Noble and true sentiments, and good of Annie to pipe up from the coalface.

Battle address

At last! A diplomatic incident to get the fromage flying ahead of Nicolas Sarkozy's state visit in 11 days. The French president will address members of Parliament in the House of Lords' gigantic Royal Gallery. Two enormous, bloodthirsty war murals, painted by Daniel Maclise on waterglass, line the 110ft chamber: The Meeting of Wellington and Blucher after the Battle of Waterloo (46ft long, 1859-61) and The Death of Nelson at Trafalgar (1959-65).

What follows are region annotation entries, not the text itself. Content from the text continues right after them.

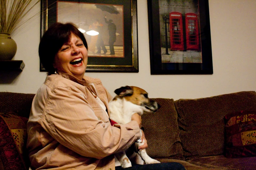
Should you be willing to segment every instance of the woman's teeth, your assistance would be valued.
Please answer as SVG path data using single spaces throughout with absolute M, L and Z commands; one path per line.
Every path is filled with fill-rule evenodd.
M 72 65 L 77 65 L 81 63 L 82 59 L 81 58 L 75 59 L 72 60 L 70 63 Z

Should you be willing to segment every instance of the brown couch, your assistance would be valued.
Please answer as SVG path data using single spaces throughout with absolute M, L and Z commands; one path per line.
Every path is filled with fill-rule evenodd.
M 26 169 L 29 166 L 25 147 L 27 119 L 23 118 L 29 116 L 34 95 L 0 92 L 0 169 Z M 241 110 L 256 110 L 255 92 L 175 101 L 154 99 L 161 107 L 155 114 L 142 117 L 151 157 L 180 163 L 187 170 L 256 169 L 256 157 L 224 155 L 223 118 Z

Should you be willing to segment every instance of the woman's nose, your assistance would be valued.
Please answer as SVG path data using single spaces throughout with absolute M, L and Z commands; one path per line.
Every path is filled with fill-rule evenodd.
M 73 54 L 75 54 L 76 53 L 79 53 L 80 52 L 80 50 L 78 47 L 75 46 L 73 47 L 73 50 L 72 51 L 72 53 Z

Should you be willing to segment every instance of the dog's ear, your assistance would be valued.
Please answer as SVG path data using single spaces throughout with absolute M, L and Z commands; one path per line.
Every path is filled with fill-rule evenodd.
M 123 97 L 126 95 L 132 95 L 133 93 L 133 91 L 131 87 L 126 86 L 116 89 L 114 92 L 119 96 Z

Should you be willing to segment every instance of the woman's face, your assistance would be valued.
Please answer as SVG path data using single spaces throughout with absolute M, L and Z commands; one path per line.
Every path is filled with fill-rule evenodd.
M 63 44 L 55 56 L 53 66 L 57 70 L 81 80 L 86 69 L 87 54 L 82 41 L 72 33 L 70 41 Z

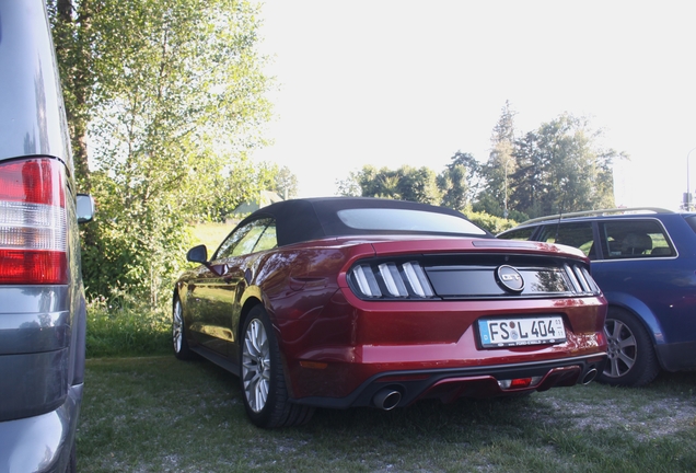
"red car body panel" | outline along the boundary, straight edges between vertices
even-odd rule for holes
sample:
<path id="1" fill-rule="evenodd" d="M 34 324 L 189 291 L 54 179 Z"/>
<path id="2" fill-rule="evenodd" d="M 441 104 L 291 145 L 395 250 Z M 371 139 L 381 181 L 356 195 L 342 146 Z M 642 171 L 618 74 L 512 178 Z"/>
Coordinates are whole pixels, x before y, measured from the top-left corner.
<path id="1" fill-rule="evenodd" d="M 437 257 L 446 263 L 469 256 L 562 258 L 588 265 L 576 249 L 537 242 L 348 235 L 211 262 L 179 279 L 177 297 L 194 333 L 192 347 L 216 351 L 232 367 L 239 367 L 244 314 L 263 304 L 280 346 L 289 396 L 301 404 L 370 405 L 374 392 L 387 385 L 403 391 L 404 405 L 422 397 L 499 395 L 515 391 L 499 385 L 506 376 L 537 377 L 536 384 L 521 391 L 544 390 L 576 384 L 602 367 L 606 301 L 599 289 L 583 297 L 366 300 L 348 280 L 356 264 L 375 258 Z M 197 298 L 214 303 L 196 309 Z M 529 315 L 560 315 L 566 341 L 480 346 L 479 319 Z M 210 326 L 202 326 L 206 323 Z"/>

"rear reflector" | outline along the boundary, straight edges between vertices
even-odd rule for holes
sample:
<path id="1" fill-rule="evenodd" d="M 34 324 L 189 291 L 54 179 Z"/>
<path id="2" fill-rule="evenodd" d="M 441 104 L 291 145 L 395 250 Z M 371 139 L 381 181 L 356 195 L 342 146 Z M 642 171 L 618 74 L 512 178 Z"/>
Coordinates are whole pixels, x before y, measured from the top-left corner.
<path id="1" fill-rule="evenodd" d="M 0 164 L 0 284 L 67 284 L 66 234 L 62 164 Z"/>

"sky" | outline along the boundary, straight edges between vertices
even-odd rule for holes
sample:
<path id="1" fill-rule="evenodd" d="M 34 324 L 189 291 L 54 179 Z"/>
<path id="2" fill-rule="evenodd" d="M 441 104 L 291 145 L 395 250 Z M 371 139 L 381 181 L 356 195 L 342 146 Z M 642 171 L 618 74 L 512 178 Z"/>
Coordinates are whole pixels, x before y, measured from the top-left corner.
<path id="1" fill-rule="evenodd" d="M 696 2 L 266 0 L 272 146 L 300 196 L 363 165 L 485 162 L 506 101 L 525 134 L 562 113 L 625 152 L 617 205 L 676 210 L 696 188 Z"/>

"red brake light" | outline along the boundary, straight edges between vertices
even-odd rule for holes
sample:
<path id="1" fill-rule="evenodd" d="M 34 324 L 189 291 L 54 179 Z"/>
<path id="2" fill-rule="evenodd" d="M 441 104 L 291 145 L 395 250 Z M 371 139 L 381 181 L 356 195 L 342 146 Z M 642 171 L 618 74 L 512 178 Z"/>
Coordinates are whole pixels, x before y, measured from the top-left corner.
<path id="1" fill-rule="evenodd" d="M 0 164 L 0 284 L 67 284 L 66 234 L 60 162 Z"/>

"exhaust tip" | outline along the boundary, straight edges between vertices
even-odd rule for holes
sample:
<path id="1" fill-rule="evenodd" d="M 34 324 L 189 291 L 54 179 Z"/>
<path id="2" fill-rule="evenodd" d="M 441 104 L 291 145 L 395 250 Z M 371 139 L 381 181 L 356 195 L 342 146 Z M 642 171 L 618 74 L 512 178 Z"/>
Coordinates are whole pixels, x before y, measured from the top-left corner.
<path id="1" fill-rule="evenodd" d="M 374 405 L 384 411 L 392 411 L 401 400 L 402 393 L 393 389 L 383 389 L 372 397 Z"/>
<path id="2" fill-rule="evenodd" d="M 594 378 L 596 378 L 596 369 L 592 368 L 590 369 L 584 377 L 582 377 L 582 384 L 590 384 L 592 381 L 594 381 Z"/>

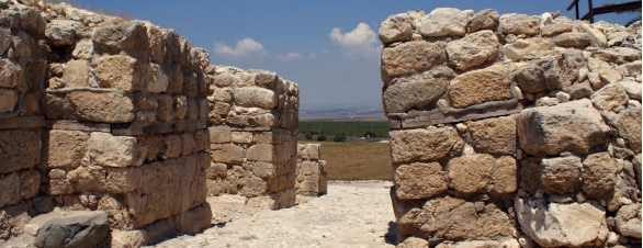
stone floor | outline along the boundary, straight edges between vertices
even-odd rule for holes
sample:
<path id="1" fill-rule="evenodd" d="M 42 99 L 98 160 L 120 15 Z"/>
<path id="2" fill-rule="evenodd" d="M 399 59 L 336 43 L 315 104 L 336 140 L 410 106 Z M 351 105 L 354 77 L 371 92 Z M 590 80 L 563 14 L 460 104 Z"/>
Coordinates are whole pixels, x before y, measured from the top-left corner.
<path id="1" fill-rule="evenodd" d="M 394 247 L 388 181 L 329 182 L 328 194 L 297 196 L 280 210 L 245 206 L 238 196 L 210 198 L 214 226 L 156 247 Z"/>

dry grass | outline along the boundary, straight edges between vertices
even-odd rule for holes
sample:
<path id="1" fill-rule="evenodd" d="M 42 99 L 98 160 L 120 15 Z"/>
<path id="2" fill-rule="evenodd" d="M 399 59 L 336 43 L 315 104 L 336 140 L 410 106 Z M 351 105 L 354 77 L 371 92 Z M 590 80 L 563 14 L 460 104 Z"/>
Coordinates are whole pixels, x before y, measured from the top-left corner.
<path id="1" fill-rule="evenodd" d="M 322 159 L 326 160 L 328 180 L 392 180 L 388 144 L 373 142 L 320 142 L 319 144 L 322 144 Z"/>

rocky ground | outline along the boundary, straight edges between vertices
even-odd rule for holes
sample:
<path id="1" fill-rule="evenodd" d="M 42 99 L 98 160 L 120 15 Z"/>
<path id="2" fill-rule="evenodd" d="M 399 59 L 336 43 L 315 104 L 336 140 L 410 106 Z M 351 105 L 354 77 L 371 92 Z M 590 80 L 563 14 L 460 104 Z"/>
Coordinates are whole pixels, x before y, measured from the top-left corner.
<path id="1" fill-rule="evenodd" d="M 210 198 L 213 227 L 156 247 L 393 247 L 394 215 L 388 181 L 328 183 L 320 198 L 270 211 L 238 196 Z"/>

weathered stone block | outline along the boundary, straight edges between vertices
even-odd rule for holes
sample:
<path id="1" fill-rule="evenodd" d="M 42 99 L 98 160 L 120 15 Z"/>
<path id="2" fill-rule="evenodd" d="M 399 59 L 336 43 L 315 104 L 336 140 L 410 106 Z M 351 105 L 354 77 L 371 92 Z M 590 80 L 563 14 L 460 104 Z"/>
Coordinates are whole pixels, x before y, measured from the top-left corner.
<path id="1" fill-rule="evenodd" d="M 477 153 L 512 156 L 516 154 L 516 119 L 498 117 L 469 124 L 471 144 Z"/>
<path id="2" fill-rule="evenodd" d="M 429 126 L 426 129 L 392 131 L 393 162 L 435 161 L 462 153 L 464 140 L 453 127 Z"/>
<path id="3" fill-rule="evenodd" d="M 101 87 L 127 92 L 143 89 L 144 65 L 126 55 L 102 56 L 95 65 L 95 77 Z"/>
<path id="4" fill-rule="evenodd" d="M 447 92 L 447 86 L 454 77 L 453 70 L 441 66 L 419 75 L 397 78 L 382 95 L 384 110 L 386 113 L 404 113 L 432 106 Z"/>
<path id="5" fill-rule="evenodd" d="M 76 168 L 86 154 L 89 134 L 80 131 L 49 131 L 47 148 L 47 167 Z"/>
<path id="6" fill-rule="evenodd" d="M 418 31 L 422 36 L 462 36 L 473 11 L 455 8 L 437 8 L 419 20 Z"/>
<path id="7" fill-rule="evenodd" d="M 445 43 L 414 41 L 382 50 L 382 81 L 428 70 L 447 61 Z"/>
<path id="8" fill-rule="evenodd" d="M 523 111 L 517 119 L 520 147 L 535 156 L 588 154 L 605 146 L 610 127 L 587 99 Z"/>
<path id="9" fill-rule="evenodd" d="M 136 137 L 93 132 L 87 140 L 83 164 L 104 167 L 140 166 L 146 155 L 142 148 Z"/>
<path id="10" fill-rule="evenodd" d="M 41 133 L 37 131 L 0 131 L 0 173 L 11 173 L 38 165 L 41 140 Z"/>
<path id="11" fill-rule="evenodd" d="M 583 160 L 583 193 L 601 199 L 611 193 L 617 181 L 617 164 L 607 153 L 593 154 Z"/>
<path id="12" fill-rule="evenodd" d="M 449 161 L 449 188 L 461 194 L 482 193 L 492 181 L 495 159 L 490 155 L 475 154 Z"/>
<path id="13" fill-rule="evenodd" d="M 580 158 L 569 156 L 543 158 L 541 181 L 549 194 L 569 194 L 576 192 L 580 182 Z"/>
<path id="14" fill-rule="evenodd" d="M 120 93 L 75 91 L 67 98 L 82 121 L 128 123 L 134 120 L 132 98 Z"/>
<path id="15" fill-rule="evenodd" d="M 429 199 L 447 192 L 447 177 L 439 162 L 403 165 L 395 170 L 399 200 Z"/>
<path id="16" fill-rule="evenodd" d="M 511 99 L 507 78 L 507 69 L 503 65 L 473 70 L 455 77 L 449 84 L 451 104 L 463 109 L 489 101 Z"/>
<path id="17" fill-rule="evenodd" d="M 493 31 L 480 31 L 447 45 L 449 64 L 460 70 L 496 60 L 500 43 Z"/>

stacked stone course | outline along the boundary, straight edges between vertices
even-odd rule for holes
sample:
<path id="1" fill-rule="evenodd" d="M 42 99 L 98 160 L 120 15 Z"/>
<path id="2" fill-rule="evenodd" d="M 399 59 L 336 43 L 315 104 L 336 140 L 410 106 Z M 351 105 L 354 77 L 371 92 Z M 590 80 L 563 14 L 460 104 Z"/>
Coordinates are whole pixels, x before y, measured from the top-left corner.
<path id="1" fill-rule="evenodd" d="M 326 161 L 322 160 L 322 145 L 297 145 L 297 194 L 319 196 L 326 194 L 328 179 L 326 177 Z"/>
<path id="2" fill-rule="evenodd" d="M 398 241 L 641 244 L 641 25 L 452 8 L 382 22 Z"/>
<path id="3" fill-rule="evenodd" d="M 264 70 L 210 67 L 210 195 L 268 208 L 295 204 L 298 87 Z"/>

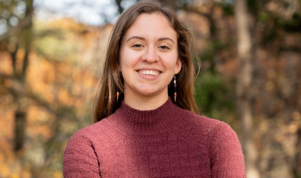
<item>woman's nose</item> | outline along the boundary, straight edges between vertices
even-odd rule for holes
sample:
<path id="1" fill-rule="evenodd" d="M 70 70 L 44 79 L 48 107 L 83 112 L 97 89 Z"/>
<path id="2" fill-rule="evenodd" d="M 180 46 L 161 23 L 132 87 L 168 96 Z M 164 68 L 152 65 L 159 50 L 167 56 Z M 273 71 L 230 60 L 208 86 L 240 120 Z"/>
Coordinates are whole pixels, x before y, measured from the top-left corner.
<path id="1" fill-rule="evenodd" d="M 157 54 L 156 49 L 154 48 L 147 48 L 141 57 L 143 61 L 153 63 L 159 61 L 159 58 Z"/>

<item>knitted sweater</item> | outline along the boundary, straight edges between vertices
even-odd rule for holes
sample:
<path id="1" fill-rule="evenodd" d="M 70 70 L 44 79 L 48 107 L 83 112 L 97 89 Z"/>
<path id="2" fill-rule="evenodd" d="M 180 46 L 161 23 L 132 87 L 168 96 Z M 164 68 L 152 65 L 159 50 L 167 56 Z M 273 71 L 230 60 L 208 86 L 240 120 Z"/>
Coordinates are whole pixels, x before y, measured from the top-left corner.
<path id="1" fill-rule="evenodd" d="M 64 177 L 245 177 L 237 136 L 229 125 L 176 106 L 153 110 L 122 101 L 109 117 L 70 138 Z"/>

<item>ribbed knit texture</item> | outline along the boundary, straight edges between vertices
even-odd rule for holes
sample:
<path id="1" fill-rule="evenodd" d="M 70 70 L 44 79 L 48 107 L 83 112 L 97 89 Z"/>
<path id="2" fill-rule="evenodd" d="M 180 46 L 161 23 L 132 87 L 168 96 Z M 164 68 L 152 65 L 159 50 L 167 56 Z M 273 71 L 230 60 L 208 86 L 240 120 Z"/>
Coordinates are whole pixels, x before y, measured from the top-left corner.
<path id="1" fill-rule="evenodd" d="M 115 113 L 71 137 L 63 166 L 65 178 L 246 177 L 230 126 L 170 98 L 146 111 L 122 101 Z"/>

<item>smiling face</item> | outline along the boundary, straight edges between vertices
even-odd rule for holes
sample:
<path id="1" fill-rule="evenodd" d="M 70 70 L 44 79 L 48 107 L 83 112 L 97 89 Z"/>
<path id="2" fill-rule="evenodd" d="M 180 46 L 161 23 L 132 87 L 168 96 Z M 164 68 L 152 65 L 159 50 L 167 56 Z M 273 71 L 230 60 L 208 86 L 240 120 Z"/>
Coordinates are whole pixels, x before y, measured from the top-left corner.
<path id="1" fill-rule="evenodd" d="M 142 14 L 122 40 L 119 68 L 127 97 L 156 96 L 166 101 L 168 86 L 181 69 L 177 34 L 164 16 Z"/>

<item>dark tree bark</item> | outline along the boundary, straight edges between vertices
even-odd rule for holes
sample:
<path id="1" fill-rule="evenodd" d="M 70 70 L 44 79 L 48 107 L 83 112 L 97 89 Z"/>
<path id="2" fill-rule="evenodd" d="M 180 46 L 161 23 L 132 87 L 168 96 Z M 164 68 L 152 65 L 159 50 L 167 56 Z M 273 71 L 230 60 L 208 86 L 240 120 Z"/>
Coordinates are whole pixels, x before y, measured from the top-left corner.
<path id="1" fill-rule="evenodd" d="M 252 135 L 252 121 L 249 97 L 252 82 L 252 42 L 248 24 L 246 0 L 237 0 L 234 12 L 237 32 L 237 48 L 240 68 L 236 86 L 237 109 L 241 122 L 242 145 L 247 177 L 259 178 L 256 167 L 256 150 Z"/>

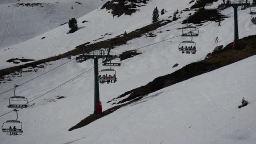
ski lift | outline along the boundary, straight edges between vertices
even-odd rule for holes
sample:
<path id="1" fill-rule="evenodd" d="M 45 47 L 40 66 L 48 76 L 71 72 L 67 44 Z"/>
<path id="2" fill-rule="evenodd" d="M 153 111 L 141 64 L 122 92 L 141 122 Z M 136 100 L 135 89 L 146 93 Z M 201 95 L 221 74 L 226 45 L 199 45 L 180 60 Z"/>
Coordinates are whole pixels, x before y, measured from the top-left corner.
<path id="1" fill-rule="evenodd" d="M 22 123 L 20 121 L 18 120 L 18 110 L 15 109 L 14 110 L 16 112 L 17 118 L 16 120 L 9 120 L 5 122 L 2 125 L 2 131 L 3 133 L 22 133 Z M 13 128 L 14 126 L 18 126 L 18 128 Z M 10 128 L 9 127 L 12 128 Z"/>
<path id="2" fill-rule="evenodd" d="M 106 81 L 112 81 L 112 80 L 113 80 L 114 83 L 115 83 L 117 81 L 116 71 L 115 69 L 112 69 L 111 68 L 103 69 L 101 69 L 101 71 L 99 72 L 99 74 L 101 72 L 111 72 L 111 71 L 115 72 L 115 74 L 114 74 L 113 75 L 113 76 L 109 76 L 107 75 L 107 74 L 106 74 L 106 76 L 104 76 L 99 75 L 99 77 L 98 77 L 99 81 L 101 83 L 104 83 L 104 82 L 106 82 Z"/>
<path id="3" fill-rule="evenodd" d="M 250 8 L 250 14 L 256 14 L 256 5 L 253 5 Z"/>
<path id="4" fill-rule="evenodd" d="M 182 37 L 198 37 L 199 30 L 195 27 L 187 26 L 182 27 Z"/>
<path id="5" fill-rule="evenodd" d="M 27 99 L 24 96 L 17 96 L 15 95 L 16 88 L 19 86 L 15 85 L 14 86 L 14 96 L 12 96 L 9 99 L 9 105 L 7 106 L 8 108 L 27 108 L 29 105 Z"/>
<path id="6" fill-rule="evenodd" d="M 90 59 L 85 57 L 83 55 L 80 55 L 75 58 L 76 61 L 77 62 L 79 62 L 80 63 L 82 63 L 83 61 L 85 61 L 89 59 Z"/>
<path id="7" fill-rule="evenodd" d="M 253 15 L 251 15 L 251 21 L 253 24 L 256 24 L 256 17 L 253 17 Z"/>
<path id="8" fill-rule="evenodd" d="M 179 51 L 181 51 L 182 53 L 195 54 L 197 51 L 197 44 L 192 41 L 183 41 L 179 45 Z"/>
<path id="9" fill-rule="evenodd" d="M 113 67 L 120 67 L 121 66 L 121 64 L 122 64 L 122 61 L 121 61 L 121 59 L 120 59 L 120 61 L 120 61 L 120 62 L 116 62 L 116 63 L 112 63 L 111 62 L 111 61 L 112 60 L 114 59 L 109 59 L 108 60 L 106 59 L 106 60 L 104 60 L 102 61 L 102 63 L 103 63 L 103 64 L 102 64 L 102 66 L 113 66 Z"/>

* More from Pandora's altercation with Alastair Campell at the Galaxy British Book Awards shortlists. Pando: "Hello, I'm from The Independent." AC: "Are you a diarist? I knew it, you all look the fucking same. Thank God you're not the Standard otherwise I'd have told you to fuck off." Pando, sizing up competition for the biography of the year: "So is The Blair Years better than [Russell Brand's] My Booky Wook?" AC: "I don't know. I haven't read both. Have you?" Pando: "Erm, I've read one." AC: "Which one?" Pando: "My Booky Wook." AC: "Well fuck off then."

Host Richard Madeley's verdict? "Oh, My Booky Wook, definitely."